Definition
An alloy of copper, manganese, and nickel used to make precision electrical resistors. Manganin has very low temperature coefficient of resistance, meaning its resistance changes very little as temperature varies, which makes it valuable for measuring instruments and shunts where stable, predictable resistance is required.
Plain English
A special metal mix used to make resistors that keep almost the same electrical resistance even when they get warm or cool. This stability is what makes it useful inside accurate measuring instruments.
Context Anchor
Seen in aircraft electrical-system and instrument-maintenance discussions, especially around precision resistors, current-measuring circuits, and ammeters, which are gauges that show electrical current.
Derivation
The name comes from manganese, the main alloying element that gives the material its stable electrical properties.

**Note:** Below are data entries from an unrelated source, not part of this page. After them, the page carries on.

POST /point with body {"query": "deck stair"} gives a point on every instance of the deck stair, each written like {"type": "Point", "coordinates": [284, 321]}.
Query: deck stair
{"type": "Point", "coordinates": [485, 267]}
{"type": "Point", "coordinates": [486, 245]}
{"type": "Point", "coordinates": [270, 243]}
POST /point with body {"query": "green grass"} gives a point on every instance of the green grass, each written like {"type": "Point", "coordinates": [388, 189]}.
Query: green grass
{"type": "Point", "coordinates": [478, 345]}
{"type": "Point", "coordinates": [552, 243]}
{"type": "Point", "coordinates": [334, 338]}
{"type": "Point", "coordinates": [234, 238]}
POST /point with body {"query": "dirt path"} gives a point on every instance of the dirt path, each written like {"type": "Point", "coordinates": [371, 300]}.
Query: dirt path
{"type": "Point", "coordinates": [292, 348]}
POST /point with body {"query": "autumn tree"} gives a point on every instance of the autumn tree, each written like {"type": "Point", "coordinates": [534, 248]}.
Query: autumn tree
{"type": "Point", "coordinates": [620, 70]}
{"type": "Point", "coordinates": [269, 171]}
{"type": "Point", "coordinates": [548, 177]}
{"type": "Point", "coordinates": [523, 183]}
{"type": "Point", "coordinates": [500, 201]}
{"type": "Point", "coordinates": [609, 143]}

The '-in' ending follows the common pattern for naming metal alloys.
Why Pilots Care
Manganin is used for shunt resistors in aircraft ammeters and other precision electrical instruments so current readings stay accurate despite temperature changes in the cockpit or engine compartment.
Intuition Check
Do not read manganin as manganese. Manganin is a copper-based metal mixture named for its manganese content, valued because its resistance stays nearly constant with temperature.
Example Sentence 1
The ammeter shunt was made of manganin so that engine heat would not throw off the current reading.
Example Sentence 2
Because manganin holds its resistance value, the instrument calibration remained steady after the engine reached operating temperature.